城南最大的生药铺里,徽音等着铺里小厮清点薄荷库存的空档,轻缓开口。
“嬷嬷,那日.你如何会知晓我要进城?”
正放空,突地听得这问,樊嬷嬷猛然惊醒,抬眼去看她神情。
可徽音戴了帷帽,只能瞧见一片朦胧的影。
她顿住,微咳一声:“你不是递了发丧信,里面透了投奔消息,算算日子就知你堵在了山上。那日得知通路后,我就……”
“但不是说信没送到?”
编织的话被戳破,樊嬷嬷乱了心神,喉头哽住。
这一次,她顿了许久。
久到铺里的药杵停下,久到铜磙子碾钝,她才长长地呼出一口气,如炉上沸水顶起陶盖,卸尽所有勇气。
“送是送到了。”樊嬷嬷答:“但也被夫人撕了。”
徽音委托送信的是货郎。因其先在王家问了路,便由王家婆子截胡,代为递送。
而王氏,林家内宅目前的掌家人。府内大小事务,皆要先过她眼。
如此一来,只要王家婆子不说,尽管王氏看了撕了,林家上下也决无第二人知晓。
听说是这情况,徽音没太意外。
信没送到无非三种大方向上的可能:源头上李姏婆做了阻拦,中间段货郎出事耽搁,接收端林府有人隐瞒。
而隐瞒的人选,徽音最初也锁了两个——
王氏和吕渝。
怀疑王氏,是客观。
经了前世林府生活,上一辈的恩恩怨怨,徽音多少也有些耳闻。
王氏出身商贾,本不在林慎说亲人选之内。
但建宁六年地动,听松书院半数屋舍损毁倒塌,为筹资金修整,吕渝不得已拍板了林慎与王家的婚事。如此,王氏才得以如愿嫁与林慎。

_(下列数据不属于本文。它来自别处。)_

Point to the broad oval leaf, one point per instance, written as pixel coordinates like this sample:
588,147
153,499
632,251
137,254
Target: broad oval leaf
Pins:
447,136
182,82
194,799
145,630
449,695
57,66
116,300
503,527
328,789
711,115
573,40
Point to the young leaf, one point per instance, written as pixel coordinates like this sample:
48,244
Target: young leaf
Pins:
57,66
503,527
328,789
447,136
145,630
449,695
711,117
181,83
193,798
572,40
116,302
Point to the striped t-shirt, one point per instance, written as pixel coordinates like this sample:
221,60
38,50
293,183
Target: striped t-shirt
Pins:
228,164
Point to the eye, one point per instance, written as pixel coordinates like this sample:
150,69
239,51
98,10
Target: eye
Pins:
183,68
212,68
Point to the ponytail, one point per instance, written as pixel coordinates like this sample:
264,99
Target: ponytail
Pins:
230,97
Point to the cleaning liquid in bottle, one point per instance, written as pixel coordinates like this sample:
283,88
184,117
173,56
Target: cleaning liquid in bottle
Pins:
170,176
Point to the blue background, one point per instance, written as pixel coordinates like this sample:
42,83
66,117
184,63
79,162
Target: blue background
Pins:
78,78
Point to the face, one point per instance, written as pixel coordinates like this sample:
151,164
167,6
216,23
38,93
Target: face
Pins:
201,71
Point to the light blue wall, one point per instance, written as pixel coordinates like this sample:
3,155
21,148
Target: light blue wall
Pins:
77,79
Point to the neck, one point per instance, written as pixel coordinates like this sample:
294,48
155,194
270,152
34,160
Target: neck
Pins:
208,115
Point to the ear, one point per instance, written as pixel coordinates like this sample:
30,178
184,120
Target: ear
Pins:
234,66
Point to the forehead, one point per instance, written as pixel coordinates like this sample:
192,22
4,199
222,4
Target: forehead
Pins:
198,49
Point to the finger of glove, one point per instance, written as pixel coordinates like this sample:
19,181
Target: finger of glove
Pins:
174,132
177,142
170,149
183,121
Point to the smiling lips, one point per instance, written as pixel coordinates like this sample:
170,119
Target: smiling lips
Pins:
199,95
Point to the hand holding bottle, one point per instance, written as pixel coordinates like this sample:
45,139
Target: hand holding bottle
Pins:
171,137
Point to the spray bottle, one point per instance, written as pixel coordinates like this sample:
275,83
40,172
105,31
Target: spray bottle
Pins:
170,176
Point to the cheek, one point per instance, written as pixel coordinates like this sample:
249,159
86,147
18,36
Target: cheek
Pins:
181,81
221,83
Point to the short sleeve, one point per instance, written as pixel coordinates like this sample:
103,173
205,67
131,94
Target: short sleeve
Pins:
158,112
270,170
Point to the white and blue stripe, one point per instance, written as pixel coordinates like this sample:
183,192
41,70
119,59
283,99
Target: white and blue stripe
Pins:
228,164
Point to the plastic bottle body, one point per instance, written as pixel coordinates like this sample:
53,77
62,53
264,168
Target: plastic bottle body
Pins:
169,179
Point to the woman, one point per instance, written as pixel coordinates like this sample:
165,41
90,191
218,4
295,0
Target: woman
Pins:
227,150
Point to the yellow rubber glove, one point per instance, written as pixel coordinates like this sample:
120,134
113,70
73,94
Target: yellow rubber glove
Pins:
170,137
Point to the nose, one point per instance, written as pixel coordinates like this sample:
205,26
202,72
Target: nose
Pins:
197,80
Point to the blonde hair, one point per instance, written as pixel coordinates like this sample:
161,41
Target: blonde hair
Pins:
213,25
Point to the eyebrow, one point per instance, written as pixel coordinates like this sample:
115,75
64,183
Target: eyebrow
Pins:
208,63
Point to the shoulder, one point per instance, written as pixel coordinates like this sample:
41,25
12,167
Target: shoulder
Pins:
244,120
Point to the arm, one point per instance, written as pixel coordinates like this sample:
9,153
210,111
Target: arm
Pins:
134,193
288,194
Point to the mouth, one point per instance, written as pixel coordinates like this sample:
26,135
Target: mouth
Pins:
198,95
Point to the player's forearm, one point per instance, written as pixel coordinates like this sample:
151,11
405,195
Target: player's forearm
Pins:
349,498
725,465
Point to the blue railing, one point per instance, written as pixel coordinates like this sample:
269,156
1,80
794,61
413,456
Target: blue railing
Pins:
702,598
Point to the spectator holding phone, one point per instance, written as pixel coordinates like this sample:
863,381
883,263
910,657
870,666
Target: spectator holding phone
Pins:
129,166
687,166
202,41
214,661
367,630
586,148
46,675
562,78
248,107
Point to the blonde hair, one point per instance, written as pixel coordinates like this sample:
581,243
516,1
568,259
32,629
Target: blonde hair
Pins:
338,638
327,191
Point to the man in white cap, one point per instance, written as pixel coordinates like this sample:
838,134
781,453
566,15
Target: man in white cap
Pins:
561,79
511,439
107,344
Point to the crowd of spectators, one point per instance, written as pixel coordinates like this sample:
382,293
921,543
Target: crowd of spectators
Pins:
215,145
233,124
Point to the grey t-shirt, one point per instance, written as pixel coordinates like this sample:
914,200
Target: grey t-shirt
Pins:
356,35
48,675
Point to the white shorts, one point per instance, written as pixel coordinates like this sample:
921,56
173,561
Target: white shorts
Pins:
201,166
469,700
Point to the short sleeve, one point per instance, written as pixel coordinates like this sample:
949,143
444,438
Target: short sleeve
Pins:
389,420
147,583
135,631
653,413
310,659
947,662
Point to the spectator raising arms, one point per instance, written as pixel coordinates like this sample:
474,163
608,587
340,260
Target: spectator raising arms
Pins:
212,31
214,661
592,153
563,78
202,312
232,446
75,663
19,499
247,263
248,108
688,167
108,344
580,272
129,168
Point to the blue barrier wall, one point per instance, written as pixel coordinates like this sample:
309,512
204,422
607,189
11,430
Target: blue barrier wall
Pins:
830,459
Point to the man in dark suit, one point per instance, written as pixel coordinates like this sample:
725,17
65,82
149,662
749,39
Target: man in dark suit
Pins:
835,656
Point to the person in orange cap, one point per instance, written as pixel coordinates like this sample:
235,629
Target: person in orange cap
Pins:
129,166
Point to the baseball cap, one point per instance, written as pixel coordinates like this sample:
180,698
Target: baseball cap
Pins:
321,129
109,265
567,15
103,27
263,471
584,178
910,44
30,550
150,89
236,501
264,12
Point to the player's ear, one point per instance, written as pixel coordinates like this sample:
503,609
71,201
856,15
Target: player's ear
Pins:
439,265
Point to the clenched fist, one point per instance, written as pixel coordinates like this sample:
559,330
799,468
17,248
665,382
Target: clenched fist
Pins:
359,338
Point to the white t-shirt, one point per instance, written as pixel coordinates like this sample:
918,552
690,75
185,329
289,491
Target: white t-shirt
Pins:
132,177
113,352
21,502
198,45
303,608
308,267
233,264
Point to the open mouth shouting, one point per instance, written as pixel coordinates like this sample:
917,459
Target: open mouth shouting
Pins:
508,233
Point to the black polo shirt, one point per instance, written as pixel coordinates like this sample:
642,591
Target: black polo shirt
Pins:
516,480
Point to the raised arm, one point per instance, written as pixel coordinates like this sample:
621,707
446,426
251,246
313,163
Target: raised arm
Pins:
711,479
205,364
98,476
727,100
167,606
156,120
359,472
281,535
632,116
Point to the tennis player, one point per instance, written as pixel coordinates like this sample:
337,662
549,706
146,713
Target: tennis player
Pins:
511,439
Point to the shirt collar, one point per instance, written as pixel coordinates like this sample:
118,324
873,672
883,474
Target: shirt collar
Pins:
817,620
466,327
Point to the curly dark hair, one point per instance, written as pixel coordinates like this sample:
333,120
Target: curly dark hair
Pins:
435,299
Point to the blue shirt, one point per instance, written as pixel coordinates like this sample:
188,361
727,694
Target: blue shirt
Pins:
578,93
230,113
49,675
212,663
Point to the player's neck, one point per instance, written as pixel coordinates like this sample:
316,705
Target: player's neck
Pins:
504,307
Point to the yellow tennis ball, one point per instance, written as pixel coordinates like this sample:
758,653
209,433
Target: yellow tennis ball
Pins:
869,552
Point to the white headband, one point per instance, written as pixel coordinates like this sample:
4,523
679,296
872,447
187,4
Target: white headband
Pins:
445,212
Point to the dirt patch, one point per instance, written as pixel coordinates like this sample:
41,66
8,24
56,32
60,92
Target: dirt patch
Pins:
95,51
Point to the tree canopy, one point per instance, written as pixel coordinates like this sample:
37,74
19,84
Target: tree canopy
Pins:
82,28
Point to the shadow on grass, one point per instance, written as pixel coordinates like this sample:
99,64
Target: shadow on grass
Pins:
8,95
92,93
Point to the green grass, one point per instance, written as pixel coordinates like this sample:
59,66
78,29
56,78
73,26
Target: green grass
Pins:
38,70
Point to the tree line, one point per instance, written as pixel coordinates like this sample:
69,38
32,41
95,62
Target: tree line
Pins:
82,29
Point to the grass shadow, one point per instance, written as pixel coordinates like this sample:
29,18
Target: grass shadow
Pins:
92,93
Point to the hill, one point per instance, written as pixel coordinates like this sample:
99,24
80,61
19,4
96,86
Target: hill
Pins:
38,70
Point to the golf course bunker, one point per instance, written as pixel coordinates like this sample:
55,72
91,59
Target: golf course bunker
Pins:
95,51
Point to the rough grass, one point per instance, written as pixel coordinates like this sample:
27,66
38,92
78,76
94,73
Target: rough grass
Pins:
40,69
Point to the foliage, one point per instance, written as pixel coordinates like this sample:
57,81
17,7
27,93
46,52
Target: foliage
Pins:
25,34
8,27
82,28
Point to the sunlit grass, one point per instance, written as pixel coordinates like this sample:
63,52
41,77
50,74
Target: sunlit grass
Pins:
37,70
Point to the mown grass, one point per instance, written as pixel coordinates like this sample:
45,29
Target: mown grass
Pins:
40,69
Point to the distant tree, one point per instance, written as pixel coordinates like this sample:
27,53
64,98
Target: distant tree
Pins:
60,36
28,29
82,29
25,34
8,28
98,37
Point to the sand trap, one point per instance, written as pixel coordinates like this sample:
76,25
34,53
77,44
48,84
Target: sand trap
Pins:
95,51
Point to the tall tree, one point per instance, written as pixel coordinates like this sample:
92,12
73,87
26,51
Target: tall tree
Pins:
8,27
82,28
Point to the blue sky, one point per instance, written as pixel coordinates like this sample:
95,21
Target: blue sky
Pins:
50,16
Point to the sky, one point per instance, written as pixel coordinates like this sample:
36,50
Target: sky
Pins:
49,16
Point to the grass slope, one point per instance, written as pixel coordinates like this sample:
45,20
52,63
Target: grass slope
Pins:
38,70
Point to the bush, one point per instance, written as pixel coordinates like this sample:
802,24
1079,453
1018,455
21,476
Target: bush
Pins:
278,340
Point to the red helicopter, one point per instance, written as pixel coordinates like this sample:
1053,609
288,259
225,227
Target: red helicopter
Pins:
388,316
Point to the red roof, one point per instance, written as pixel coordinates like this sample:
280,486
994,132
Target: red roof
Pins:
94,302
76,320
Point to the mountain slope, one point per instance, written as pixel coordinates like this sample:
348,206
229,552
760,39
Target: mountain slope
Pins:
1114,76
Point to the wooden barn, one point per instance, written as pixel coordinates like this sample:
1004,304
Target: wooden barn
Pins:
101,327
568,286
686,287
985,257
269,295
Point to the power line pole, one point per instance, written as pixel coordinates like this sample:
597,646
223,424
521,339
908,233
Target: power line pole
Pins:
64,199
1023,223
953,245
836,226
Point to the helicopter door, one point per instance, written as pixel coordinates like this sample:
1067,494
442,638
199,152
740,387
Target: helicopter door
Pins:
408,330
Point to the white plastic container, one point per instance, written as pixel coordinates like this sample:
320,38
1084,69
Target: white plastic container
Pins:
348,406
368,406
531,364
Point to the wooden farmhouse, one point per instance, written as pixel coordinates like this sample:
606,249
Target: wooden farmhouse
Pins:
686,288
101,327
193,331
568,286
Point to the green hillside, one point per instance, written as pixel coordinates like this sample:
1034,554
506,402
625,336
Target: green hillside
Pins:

兄长没能娶上心仪之人,林恬为此与王氏不对付了很久。轻则与之嘴上相绊,重则性子上来,便专挑些她短处来揭,惯爱给人难堪。
有爱屋及乌,那自然也有“恨屋及乌”。
那些年,王氏在林恬身上受了不少气,如今得知她儿女皆要回来,如何能肯。也因此,徽音一早便将她锁了。
而怀疑吕渝,就出自了徽音主观。
尽管樊嬷嬷将吕渝对她的态度编得天花乱坠,吹上了天,但好就是好,坏就是坏,冰块都握手心了,还能自欺欺人跟着旁人说暖不成?
樊嬷嬷说吕渝让她住东跨院是为对她好,林葇说吕渝让她住东跨院是为堵外人口。但事实上,这些都不是。
让她住,只是很简单的,吕渝知道她住不久。
早在她入府那日,吕渝便悄悄为她定好了一门婚事。
在热孝期内。
夫婿是,卫家的病秧子。
能成的缘由,与宁王府邀她共去元宵宴的原因一致,滑稽可笑,都是想借了她身上披着的那层孝,以“红白撞煞”,化肃杀为祥和。
一个望老宁王能清醒,而另一个,则愿儿子能够康健。
急促又仓忙。
吕渝如此迫不及待地想将她从林家踢出,徽音又怎能不去怀疑她撕信不让她回府。
至于樊嬷嬷后来如何能上山去接人,按她的说法,是拼回了撕碎的信才得了信息。
樊嬷嬷三指竖天:“我老婆子所言句句属实,若有半句谎话,不得好死!”
又问她为何要这般大费周章地接人。
樊嬷嬷声音颤抖:“一滴乳,十滴血。”
“甜姐儿虽说不是从我肚皮里出来的,但她是我奶大的,身体里也算是流了我的血。”
“你是甜姐儿的孩子,我怎能不上心。”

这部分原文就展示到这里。